BBC's Peaky Blinders is a stylish take on the Shelby family's criminal exploits between the two World Wars, but despite the titular gang's snazzy clothes and cool demeanor, the show makes it abundantly clear that its main characters are deeply disturbed, shell-shocked men. While not everything in Peaky Blinders is real, historically speaking, the series does convey some things extremely well. For instance, several characters in the show are either veterans or survivors of World War I, and, at times, you can virtually taste the post-traumatic stress disorder they're wrestling with.  

Among all these grizzled, violent, tortured men, Arthur Shelby Jr. (Paul Anderson) stands head and shoulders above the rest. Though he's the eldest of the Shelby boys, he plays a distant second fiddle to his brother Tommy (Cillian Murphy) and acts as the savage wild card of the family — to the point that Aunt Polly (Helen McRory) outright calls him a "mad dog." Along with his often cruel antics and rampant substance use, Arthur carries much hurt and sadness inside him, and is just about as troubled as a person can be. But what, out of his many issues, is the greatest of all? Here's the biggest problem Arthur Shelby has in Peaky Blinders.

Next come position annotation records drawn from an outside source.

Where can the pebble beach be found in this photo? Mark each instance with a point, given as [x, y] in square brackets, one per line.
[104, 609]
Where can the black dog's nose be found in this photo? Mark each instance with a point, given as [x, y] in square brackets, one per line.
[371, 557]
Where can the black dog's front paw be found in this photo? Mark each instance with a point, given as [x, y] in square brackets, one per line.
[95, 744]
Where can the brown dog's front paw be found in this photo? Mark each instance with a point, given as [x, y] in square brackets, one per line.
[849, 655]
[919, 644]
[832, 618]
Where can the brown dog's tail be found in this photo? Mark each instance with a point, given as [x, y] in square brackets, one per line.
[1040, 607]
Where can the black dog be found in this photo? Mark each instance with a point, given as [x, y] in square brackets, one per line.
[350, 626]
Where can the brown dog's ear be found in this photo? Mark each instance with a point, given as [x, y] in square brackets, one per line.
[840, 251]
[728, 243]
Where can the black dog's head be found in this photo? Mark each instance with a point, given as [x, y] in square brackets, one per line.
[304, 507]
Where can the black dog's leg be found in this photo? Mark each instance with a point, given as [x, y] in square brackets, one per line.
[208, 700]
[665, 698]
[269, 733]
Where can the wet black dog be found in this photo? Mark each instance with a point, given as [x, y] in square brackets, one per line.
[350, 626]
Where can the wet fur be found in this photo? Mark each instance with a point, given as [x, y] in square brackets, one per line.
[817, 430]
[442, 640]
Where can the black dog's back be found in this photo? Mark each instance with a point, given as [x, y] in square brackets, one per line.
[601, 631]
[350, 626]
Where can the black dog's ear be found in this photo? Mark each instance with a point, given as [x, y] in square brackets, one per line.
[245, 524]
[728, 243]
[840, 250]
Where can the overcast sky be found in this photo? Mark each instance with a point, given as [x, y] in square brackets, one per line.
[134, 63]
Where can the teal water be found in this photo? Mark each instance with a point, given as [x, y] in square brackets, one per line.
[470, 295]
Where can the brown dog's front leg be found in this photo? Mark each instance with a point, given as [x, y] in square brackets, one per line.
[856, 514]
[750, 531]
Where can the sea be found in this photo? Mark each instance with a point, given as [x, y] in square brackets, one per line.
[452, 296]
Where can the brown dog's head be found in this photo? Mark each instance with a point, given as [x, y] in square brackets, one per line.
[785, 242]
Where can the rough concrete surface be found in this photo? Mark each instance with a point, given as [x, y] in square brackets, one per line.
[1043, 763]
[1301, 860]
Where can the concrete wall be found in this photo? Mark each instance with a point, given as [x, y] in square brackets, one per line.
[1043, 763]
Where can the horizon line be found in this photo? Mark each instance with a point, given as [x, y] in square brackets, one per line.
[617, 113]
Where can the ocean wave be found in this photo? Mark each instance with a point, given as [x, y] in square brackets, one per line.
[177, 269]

Arthur Shelby's biggest problem in Peaky Blinders is Tommy Shelby

Despite his addictions, awful upbringing, traumatic war experiences, and violent tendencies, Arthur Shelby has ample potential to be a good man. When he's not sulking or wrestling with his various demons, he can be an emotional and gentle soul with a capacity for genuine friendliness and positive gestures. Unfortunately, whenever it seems that he discovers morality or starts pulling himself out of his usual funk, a certain, unavoidable force appears to drag him back in the mud: his own brother, Tommy.

As Screen Rant points out, Arthur's biggest problems in the show are related to Tommy. One of them Tommy can't really do anything about: It's the massive inferiority complex Arthur develops early on when it becomes apparent that his younger brother is vastly more capable of running the family than he is. Another, though, is a nastier case. Arthur's experiences in World War I continue to haunt him — yet, whenever his character starts to develop in a positive way, Tommy pulls him back with some variation of the "c'mon, be a loyal soldier" trick. This tactic never allows Arthur to truly improve as a person and leave the horrors of being a soldier behind. It's an especially nasty move when you remember that Tommy himself was also in the war and struggles to cope with the trauma himself. 

Add all this to the fact that Arthur is blindly loyal to his little brother, and it sure seems that Tommy is the habit the elder Shelby should really kick. It remains to be seen whether Peaky Blinders season 6 will finally give him the wherewithal to do so.